During the first week of May, 2018, the big island of Hawaii hosted the first Hawaii Wildfire Summit. The conference was hosted by the Hawaii Wildfire Management Organization, (HWMO), a non-profit dedicated to reducing wildfire risks through local networks and engagement. They brought together over 140 practitioners, fire management agencies, partners and residents to learn about fire ecology and risk reduction efforts.
But just to make sure the attendees understood some of the unique challenges faced in the islands, they somehow managed to schedule a 6.9 earthquake and some significant volcanic activity from Kilauea. All kidding aside, the resultant lava flow ended up in resident's backyards destroying 36 homes and forcing the evacuation of over 1700 people. There have been some wildfires caused by the flow, but have been of lesser consequence compared to the lava and being the rainy season, have not grown to significance.
That was not the only unique thing I observed while in Hawaii. As we made our first stop of the Fire Ecology tour, members of our group conducted a "Pule", a sort of Hawaiian prayer song that is a "protocol" of orientation to place and a recognition of all that came before. It is also a recognition of the importance of the natural resources and statement of our intent that day with relation to those resources. It was a very grounding experience to the close relationship that those living in Hawaii have with their natural environment. Maybe that explains the lack of wide scale panic as lava was slowly flowing through neighborhood streets, but rather an acceptance of a way of life.
This is also shown in the approach HWMO uses in helping communities reduce wildfire risk. Having conversations with residents to see what is needed rather than telling them what they need is their desired method. Developing the relationship and then figuring out what to do to reduce risk works well here. Since their first
Firewise USA ® site, Kohala by the Sea, came on board in 2004, they have now grown to a total of 11 sites on two islands.

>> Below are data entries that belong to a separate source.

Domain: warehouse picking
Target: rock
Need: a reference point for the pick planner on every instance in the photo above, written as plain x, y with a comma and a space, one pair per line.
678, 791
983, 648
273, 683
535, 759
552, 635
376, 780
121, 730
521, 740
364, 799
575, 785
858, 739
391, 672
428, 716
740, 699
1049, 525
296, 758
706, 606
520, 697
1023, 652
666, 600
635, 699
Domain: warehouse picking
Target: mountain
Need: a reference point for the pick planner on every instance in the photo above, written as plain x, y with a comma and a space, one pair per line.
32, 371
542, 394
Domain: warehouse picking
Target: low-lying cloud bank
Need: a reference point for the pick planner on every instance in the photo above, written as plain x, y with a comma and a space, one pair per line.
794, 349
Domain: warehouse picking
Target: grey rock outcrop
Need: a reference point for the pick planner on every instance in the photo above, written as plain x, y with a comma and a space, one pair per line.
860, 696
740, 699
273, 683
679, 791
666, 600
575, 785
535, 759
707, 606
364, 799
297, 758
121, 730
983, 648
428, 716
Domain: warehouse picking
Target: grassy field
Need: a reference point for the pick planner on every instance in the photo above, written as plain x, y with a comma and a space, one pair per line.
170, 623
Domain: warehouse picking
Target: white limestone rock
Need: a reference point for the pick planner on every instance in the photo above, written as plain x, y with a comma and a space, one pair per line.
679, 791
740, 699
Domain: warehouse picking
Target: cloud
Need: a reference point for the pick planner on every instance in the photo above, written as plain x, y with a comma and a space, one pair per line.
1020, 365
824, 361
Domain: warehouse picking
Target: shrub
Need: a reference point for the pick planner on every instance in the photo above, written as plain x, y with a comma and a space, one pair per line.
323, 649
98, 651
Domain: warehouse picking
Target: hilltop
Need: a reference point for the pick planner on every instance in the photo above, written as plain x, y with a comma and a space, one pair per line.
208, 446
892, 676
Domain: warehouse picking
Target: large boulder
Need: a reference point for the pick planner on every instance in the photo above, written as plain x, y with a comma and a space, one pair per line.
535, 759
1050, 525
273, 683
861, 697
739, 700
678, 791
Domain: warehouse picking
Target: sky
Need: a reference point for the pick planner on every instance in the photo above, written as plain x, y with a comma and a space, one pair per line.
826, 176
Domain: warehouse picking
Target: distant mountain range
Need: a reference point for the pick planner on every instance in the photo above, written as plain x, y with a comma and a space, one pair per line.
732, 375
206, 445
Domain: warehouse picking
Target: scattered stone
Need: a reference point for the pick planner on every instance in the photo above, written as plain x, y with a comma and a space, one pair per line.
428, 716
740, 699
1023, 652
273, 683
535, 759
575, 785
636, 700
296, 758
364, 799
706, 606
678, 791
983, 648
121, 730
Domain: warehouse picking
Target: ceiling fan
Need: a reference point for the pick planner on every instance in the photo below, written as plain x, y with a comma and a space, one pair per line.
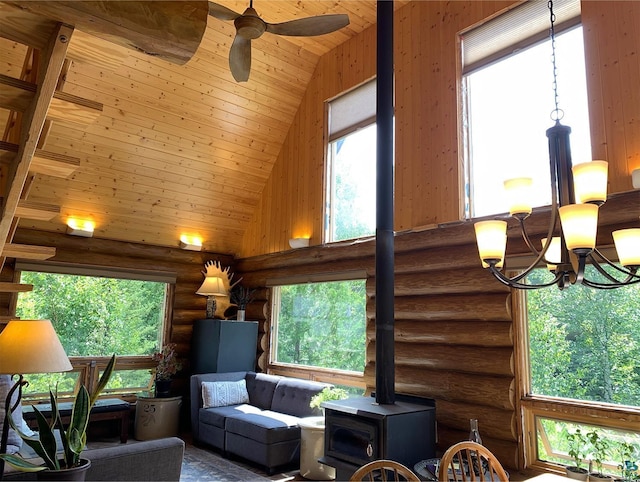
250, 26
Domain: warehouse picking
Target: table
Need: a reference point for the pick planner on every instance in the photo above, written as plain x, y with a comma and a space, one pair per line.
156, 417
104, 409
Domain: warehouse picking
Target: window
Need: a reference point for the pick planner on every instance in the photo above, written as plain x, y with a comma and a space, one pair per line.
350, 197
320, 325
94, 318
584, 358
508, 98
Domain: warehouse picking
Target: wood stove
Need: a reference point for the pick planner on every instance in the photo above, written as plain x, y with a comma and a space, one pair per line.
358, 430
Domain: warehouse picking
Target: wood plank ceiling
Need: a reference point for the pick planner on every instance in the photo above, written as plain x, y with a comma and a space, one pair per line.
146, 148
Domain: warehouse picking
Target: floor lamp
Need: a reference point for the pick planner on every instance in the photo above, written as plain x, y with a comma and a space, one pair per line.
27, 346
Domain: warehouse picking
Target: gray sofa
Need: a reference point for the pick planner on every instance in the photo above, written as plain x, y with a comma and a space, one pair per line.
264, 430
159, 459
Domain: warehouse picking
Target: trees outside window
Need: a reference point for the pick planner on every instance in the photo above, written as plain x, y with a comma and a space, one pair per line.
320, 325
584, 352
94, 318
350, 186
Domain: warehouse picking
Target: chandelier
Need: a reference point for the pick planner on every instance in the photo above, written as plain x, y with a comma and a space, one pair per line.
576, 194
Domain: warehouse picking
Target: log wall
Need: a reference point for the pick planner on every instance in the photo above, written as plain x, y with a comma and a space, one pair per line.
185, 307
454, 329
428, 163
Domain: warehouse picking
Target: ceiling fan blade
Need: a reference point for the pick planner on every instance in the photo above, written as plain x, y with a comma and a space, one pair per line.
220, 11
240, 58
310, 26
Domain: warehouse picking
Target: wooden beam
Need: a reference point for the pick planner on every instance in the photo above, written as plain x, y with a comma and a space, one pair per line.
25, 27
171, 30
71, 108
53, 164
28, 251
43, 162
33, 121
6, 287
36, 211
17, 95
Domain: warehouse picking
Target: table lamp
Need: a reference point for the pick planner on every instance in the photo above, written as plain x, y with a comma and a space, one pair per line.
27, 346
212, 286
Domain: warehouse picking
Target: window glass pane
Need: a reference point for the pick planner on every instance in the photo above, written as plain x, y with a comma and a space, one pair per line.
558, 441
321, 325
508, 106
97, 316
585, 343
351, 200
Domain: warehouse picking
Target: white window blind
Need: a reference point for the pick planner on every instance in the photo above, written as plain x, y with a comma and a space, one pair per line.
350, 111
511, 31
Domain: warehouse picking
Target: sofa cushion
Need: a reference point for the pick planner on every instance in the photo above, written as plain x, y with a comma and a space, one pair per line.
292, 396
216, 416
222, 394
266, 427
261, 388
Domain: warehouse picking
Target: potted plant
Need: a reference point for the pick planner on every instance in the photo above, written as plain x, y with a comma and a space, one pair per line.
627, 466
241, 297
578, 451
168, 365
74, 436
600, 447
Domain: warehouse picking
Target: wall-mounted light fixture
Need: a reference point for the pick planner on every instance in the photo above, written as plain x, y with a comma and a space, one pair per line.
299, 243
79, 227
191, 243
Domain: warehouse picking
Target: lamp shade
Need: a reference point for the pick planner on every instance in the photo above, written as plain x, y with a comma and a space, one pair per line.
31, 346
627, 243
590, 182
553, 255
491, 237
212, 286
518, 193
579, 225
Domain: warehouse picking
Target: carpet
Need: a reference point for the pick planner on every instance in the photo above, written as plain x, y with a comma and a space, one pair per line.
200, 464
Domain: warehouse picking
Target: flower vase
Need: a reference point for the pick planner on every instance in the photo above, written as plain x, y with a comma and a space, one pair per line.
163, 388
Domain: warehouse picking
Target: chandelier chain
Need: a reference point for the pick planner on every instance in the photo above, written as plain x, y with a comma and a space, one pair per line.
557, 113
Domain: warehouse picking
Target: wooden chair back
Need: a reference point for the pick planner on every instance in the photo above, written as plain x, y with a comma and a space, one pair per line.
456, 461
385, 471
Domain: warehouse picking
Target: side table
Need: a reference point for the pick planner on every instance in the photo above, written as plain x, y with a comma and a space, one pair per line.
156, 417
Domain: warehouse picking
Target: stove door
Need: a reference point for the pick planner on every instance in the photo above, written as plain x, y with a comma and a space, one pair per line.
352, 439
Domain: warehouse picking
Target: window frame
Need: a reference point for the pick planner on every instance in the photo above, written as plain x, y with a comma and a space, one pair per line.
91, 367
362, 120
321, 374
530, 406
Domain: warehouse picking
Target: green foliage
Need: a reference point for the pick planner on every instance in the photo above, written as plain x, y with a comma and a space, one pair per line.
577, 447
74, 436
323, 325
328, 393
600, 450
585, 343
96, 316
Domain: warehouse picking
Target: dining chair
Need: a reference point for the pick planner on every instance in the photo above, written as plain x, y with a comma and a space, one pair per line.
382, 470
455, 463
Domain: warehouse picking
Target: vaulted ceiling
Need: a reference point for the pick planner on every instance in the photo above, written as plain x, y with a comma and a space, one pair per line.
148, 148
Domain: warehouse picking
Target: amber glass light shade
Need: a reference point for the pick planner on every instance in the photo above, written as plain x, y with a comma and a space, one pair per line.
553, 255
627, 243
579, 225
590, 182
518, 192
491, 237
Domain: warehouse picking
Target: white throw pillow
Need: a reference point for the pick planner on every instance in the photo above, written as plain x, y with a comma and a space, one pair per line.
221, 394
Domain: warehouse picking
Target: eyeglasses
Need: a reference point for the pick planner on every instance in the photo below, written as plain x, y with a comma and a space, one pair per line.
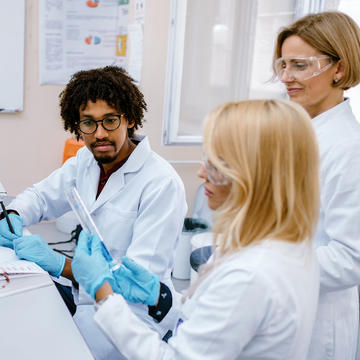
213, 174
110, 123
301, 68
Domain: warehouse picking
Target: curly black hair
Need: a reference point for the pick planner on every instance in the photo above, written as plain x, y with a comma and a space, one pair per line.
111, 84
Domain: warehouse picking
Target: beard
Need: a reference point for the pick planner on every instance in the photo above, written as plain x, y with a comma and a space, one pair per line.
105, 159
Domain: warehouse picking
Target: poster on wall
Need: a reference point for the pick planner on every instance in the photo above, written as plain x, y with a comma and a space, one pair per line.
80, 35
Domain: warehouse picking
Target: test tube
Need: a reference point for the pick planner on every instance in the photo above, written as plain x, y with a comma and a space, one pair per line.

Also while I was there, National Wildfire Community Preparedness Day happened. I was part of a "Colorado Contingent" attending the conference that included Emily Troisi from the Fire Adapted Communities Learning Network and Cesar Gellido from "Saws and Slaws", both from Boulder County. We attended a work day at the Kohala Waterfront community and Cesar broke out the chainsaw and began helping the residents trim trees while they removed and hauled the slash. I guess you don't have to live there to help be part of the solution.
So my hat is off to Elizabeth Pickett, Pablo Beimler and the rest of the HWMO staff as well as their partners from the State of Hawaii, the National Park Service, the Department of Defense and Hawaii County Fire Department for setting a high bar for their first wildfire summit. As Hawaii wrestles with economic and natural forces that affect its wildfire situation, there is much to be learned from how they stand together, engage and adapt to wildfire.